9 December 2014

The universes

Endless space. That is the container.

People all think of our 'universe' as the ultimate container for everything we know and could comprehend.

Some have suggested the idea of other universes in a sort of 'multiverse', however there is no multiverse, nor is our universe anything in itself but a spread of matter from a central point (singularity/ 'big bang'). Endless spreads of matters such as our own in all likeliness exist throughout space.

Space doesn't have borders or limits to its expanse and size, because it is not a measurable object spanning a distance or a container, it simply 'is', it's nothingness and the container for all that isn't nothingness as well as its own infinite vacuum.

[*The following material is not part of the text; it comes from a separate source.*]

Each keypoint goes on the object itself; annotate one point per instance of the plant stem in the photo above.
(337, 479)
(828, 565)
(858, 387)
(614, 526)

Don't define space as our universe, for our universe is within space, and that definition limits the minds eye on the subject. Just as there are solar systems, galaxies, galactic clusters, everywhere in our existence at the smallest and largest levels we know, we see consolidations of matter at points, all part of a larger thing - from the atoms spaced apart in what we see as solid objects such as our own body or a plank of wood, to the very planets and galaxies. To universes, probably spread endlessly throughout infinite space.

What are your thoughts on the origin of the singularities ('big bang points') from which universes originate? Were they perhaps themselves a universe once, that over endless billions of years of gravitational pull of its own galaxies together once again reached a sort of 'singularity mass'?